Dean Pagonis
I attended my first Downing Lecture on Thursday night, and heard a fascinating speech by Professor John Micklewright, a research fellow from the Melbourne Institute. It was an interesting account on how the GFC had affected household incomes and income distribution across OECD countries. This blogpost will focus only on Professor Micklewright’s research on household incomes, starting with his findings and then giving you my response and reaction to his research.
His research concluded that despite the sharp downturn in the global economy (global GDP falling 5% from 2007 to 2011), there was very little change in real household income in the short run (defined in this case as the first 4 years since the crisis). In fact, some countries experienced growth in household income, with US, Belgium, Greece and Spain experiencing 3-4% household income growth. Ireland was the most extreme example, with 13% fall in GDP, but no fall in household income in the same period.
He gave two main arguments as to why this has occurred. Firstly, across all countries, government support filled the income gap. Higher welfare spending, expanded and generous state benefits, and lower income and consumption taxes contributed over 2% to real income growth worldwide. Secondly, the report analysed household income, and not individual income. The report found that, across all OECD countries, the percentage of households where no resident had a job was unchanged in these 5 years. Employment falls in male-dominated sectors, such as construction and manufacturing, were compensated with rises in female employment (10/21 OECD countries saw female employment rise during GFC). Rises in youth unemployment, which reduced youth incomes, were tempered by rising employment to those over 55 (who could earn higher incomes to compensate).
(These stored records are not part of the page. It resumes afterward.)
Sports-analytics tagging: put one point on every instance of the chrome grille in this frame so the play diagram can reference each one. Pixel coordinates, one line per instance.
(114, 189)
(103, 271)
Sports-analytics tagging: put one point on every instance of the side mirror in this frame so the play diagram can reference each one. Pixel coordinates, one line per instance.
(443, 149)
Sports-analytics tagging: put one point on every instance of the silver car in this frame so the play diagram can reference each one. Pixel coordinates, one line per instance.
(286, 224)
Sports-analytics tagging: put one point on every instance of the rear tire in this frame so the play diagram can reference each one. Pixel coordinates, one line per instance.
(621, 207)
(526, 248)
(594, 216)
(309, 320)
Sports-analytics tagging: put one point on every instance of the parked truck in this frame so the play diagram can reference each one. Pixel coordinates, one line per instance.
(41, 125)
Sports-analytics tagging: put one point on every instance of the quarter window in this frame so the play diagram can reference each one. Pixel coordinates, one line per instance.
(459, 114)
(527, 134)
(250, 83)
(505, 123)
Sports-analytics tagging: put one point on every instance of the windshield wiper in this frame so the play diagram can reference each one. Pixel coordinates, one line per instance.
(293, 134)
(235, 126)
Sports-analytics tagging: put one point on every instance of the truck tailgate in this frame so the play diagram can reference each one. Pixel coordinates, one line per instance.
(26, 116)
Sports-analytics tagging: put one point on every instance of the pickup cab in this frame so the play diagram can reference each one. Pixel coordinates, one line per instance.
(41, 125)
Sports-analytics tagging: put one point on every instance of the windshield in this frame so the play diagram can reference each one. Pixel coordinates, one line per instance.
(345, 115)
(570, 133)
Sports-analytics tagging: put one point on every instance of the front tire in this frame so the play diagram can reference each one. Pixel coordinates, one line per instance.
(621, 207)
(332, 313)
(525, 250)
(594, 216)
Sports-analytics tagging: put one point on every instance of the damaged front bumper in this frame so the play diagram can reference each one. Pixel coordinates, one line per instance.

Professor Micklewright predicted that the medium term may bring a different outcome, with government policy prolonging income growth in the next 5-10 years. High government debt, which resulted from poor fiscal positions pre-GFC and large spending programs during the crisis, has meant that governments are now looking to reduce expenditure and raise taxes to improve their unsustainable fiscal positions. Across the OECD, governments are cutting welfare entitlements, public sector wages, pensions and health spending, whilst also raising consumption and income taxes. The report predicted that these measured combined will have a negative effect on individual income across all genders and ages, consequently stagnating or reducing real household income.
After the lecture, I had a great discussion with Professor Borland about the impact of governments filling that income gap in the short term. The most interesting point that was raised was whether personal utility would remain the same regardless of the avenue which income was derived. I would argue that a person would yield lower utility from income claimed through the government welfare system as opposed to income personally earned from working. This is very similar to the argument surrounding the use of food stamps; the humiliation associated with using food stamps as opposed to actual currency to purchase food means the person gains less utility from the food purchase and consumption than they otherwise would.
The lecture also raised a serious question surrounding government fiscal intervention: did governments overstretch in their fiscal support to households? In hindsight, given the current austerity programs being implemented across the Western world, many people would argue that they did – and this of course could be true. Indeed, hindsight is a wonderful thing. I would hesitate to agree with those sentiments purely due to the unforeseen circumstances occurring right now in the global economy. When proposing their fiscal stimulus packages in late 2008, not many governments were predicting that 4 years later we would be experiencing meagre growth and the possibility of a double-dip recession. The previous two recessions in the early 90’s and early 2000’s saw a quick rebound in global growth. Hence, governments saw their expansionary policies as short term measures that would be repaid once private sector growth recovered and tax revenue rebounded. Unfortunately, the rebound never came, and as Professor Micklewright predicted, this will have painful negative impact on global household income in the next few years.